For a full 'raw-from-source' file, contact info@redistrictingdatahub.org

In [54]:
# Load in block-level PL data, which contains the correspondence to VTDs
blocks_csv = pd.read_csv("./raw-from-source/ny_pl2020_b/ny_pl2020_b.csv")

# Create a VTDID
blocks_csv["VTDID"] = "36" + blocks_csv["COUNTY"].astype(str).str.zfill(3)+ blocks_csv["VTD"].astype(str).str.zfill(6)

# Confirm that it matches the expected number of VTDs for the state
assert(len(blocks_csv["VTDID"].unique())==14191)

# Filter down to relevant columns
blocks_csv = blocks_csv[["GEOCODE", "VTDID"]]

# Rename the columns for the join
blocks_csv.rename(columns = {"GEOCODE":"GEOID20"}, inplace = True)

  blocks_csv = pd.read_csv("./raw-from-source/ny_pl2020_b/ny_pl2020_b.csv")
A value is trying to be set on a copy of a slice from a DataFrame

See the caveats in the documentation: https://pandas.pydata.org/pandas-docs/stable/user_guide/indexing.html#returning-a-view-versus-a-copy
  blocks_csv.rename(columns = {"GEOCODE":"GEOID20"}, inplace = True)
  vtd_cvap = combined.groupby(["VTDID"])[[i for i in combined.columns if i not in ["GEOID20", "COUNTYFP20"]]].sum()


In [None]:
# Load in CVAP data that has been disaggregated to the block-level
blocks_cvap = pd.read_csv("./raw-from-source/ny_cvap_2020_2020_b/ny_cvap_2020_2020_b.csv")

# Join the two files
combined = pd.merge(blocks_csv, blocks_cvap, how = "outer", on = "GEOID20", indicator = True)

# Filter down to Nassau County
combined = combined[combined["COUNTYFP20"]==59]

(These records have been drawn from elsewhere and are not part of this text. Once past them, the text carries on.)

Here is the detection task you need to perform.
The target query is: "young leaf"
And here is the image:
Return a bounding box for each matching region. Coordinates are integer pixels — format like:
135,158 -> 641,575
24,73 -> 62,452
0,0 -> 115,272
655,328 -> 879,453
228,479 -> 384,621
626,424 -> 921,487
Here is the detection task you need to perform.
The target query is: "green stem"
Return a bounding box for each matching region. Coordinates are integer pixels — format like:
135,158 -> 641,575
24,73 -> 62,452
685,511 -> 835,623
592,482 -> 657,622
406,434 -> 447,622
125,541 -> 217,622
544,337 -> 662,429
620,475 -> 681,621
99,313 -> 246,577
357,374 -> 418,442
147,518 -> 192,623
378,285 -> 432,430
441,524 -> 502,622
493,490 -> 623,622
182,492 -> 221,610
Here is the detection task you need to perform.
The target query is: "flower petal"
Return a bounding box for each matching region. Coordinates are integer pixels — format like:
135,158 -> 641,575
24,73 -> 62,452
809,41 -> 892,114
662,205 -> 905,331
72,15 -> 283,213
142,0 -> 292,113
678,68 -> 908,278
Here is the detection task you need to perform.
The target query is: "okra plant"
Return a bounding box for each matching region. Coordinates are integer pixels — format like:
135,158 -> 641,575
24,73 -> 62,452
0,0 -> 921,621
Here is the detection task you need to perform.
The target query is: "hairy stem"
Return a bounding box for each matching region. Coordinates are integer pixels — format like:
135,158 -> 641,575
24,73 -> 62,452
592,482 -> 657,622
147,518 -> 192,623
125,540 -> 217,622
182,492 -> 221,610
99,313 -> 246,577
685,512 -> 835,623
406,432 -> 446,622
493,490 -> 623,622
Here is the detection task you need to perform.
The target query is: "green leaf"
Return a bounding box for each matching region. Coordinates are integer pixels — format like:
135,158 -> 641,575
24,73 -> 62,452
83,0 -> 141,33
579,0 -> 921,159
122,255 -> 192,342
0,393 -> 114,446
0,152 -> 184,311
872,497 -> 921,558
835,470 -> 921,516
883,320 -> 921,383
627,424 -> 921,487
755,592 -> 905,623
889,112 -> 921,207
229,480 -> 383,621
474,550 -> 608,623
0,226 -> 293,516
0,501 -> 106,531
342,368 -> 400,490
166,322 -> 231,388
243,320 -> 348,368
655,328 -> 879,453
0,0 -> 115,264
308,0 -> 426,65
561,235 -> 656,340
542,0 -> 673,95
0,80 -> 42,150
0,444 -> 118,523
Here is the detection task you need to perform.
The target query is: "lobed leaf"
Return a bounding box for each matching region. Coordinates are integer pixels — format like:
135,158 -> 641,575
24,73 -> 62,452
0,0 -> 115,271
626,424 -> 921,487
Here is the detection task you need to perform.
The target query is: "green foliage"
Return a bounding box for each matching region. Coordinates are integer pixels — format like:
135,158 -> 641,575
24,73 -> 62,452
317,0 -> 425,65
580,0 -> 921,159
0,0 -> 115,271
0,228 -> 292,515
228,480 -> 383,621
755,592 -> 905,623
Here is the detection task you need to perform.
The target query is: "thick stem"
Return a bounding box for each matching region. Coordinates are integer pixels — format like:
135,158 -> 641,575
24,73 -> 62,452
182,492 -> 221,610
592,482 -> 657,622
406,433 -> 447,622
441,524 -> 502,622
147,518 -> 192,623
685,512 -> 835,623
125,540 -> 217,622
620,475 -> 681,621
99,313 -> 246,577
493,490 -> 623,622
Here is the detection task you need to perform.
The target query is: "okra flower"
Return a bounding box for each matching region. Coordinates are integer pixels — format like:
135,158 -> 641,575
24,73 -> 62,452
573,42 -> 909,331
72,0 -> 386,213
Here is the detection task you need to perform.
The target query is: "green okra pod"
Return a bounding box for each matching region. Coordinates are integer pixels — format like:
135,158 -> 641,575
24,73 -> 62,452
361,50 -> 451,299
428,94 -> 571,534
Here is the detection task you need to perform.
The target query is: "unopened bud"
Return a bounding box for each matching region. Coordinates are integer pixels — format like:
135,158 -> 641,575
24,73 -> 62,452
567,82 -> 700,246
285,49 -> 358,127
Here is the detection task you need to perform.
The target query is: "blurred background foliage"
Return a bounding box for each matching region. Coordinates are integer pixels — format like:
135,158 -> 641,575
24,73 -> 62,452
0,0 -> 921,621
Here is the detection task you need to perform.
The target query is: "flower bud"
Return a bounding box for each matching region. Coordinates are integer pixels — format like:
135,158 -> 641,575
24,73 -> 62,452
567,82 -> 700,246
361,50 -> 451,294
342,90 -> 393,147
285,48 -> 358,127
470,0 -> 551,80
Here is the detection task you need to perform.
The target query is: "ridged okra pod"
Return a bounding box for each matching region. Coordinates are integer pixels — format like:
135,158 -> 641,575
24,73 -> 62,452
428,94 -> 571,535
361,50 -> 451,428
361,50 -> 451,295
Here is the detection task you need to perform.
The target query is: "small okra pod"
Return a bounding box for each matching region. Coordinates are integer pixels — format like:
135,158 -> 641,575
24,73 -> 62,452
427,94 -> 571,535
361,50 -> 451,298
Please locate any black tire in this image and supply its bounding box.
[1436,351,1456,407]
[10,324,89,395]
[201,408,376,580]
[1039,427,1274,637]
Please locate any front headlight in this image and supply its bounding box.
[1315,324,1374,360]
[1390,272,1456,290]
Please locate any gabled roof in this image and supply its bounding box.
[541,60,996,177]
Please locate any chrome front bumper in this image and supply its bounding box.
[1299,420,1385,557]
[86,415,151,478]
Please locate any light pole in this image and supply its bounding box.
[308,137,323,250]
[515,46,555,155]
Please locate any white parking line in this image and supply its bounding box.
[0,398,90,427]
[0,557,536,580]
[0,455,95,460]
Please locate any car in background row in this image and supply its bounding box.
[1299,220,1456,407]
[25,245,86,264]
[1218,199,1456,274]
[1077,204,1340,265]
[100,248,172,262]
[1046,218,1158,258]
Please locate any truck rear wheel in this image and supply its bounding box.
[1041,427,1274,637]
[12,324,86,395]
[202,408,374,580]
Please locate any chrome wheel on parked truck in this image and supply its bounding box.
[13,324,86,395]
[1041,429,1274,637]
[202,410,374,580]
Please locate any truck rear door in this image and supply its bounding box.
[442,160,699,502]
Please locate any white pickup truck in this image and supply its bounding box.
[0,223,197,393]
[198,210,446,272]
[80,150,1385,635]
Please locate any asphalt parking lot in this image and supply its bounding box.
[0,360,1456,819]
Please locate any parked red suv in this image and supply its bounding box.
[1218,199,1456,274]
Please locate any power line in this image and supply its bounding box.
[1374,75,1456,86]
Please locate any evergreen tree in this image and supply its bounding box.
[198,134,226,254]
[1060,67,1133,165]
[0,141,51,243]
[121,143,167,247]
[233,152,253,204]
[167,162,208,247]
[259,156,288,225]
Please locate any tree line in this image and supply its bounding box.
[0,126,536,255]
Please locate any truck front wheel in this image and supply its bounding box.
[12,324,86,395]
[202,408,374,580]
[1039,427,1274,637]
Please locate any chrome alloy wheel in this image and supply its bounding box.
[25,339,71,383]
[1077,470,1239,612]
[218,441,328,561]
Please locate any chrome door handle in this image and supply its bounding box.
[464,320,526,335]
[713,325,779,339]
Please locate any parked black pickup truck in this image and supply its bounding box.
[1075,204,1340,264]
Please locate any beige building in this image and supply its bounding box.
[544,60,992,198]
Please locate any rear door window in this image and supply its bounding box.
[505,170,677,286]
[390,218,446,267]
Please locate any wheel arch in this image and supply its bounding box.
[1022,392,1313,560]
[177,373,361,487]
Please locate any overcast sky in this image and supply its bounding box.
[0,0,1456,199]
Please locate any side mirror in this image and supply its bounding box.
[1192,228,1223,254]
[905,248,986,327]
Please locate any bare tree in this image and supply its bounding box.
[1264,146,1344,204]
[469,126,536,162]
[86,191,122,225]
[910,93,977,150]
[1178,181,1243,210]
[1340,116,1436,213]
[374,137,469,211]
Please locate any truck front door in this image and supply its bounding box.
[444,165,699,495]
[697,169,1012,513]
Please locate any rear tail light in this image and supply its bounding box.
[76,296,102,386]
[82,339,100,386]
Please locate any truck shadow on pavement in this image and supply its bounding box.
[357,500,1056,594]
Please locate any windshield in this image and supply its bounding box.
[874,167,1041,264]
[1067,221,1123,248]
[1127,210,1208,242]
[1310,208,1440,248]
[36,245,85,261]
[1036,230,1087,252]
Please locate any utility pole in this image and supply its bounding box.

# Groupby VTDID and grab the columns we need
vtd_cvap = combined.groupby(["VTDID"])[[i for i in combined.columns if i not in ["GEOID20", "COUNTYFP20"]]].sum()

# Clean index
vtd_cvap.reset_index(inplace = True, drop = False)

# Export
vtd_cvap.to_csv("./Nassau_County_NY_VTDs_CVAP.csv", index = False)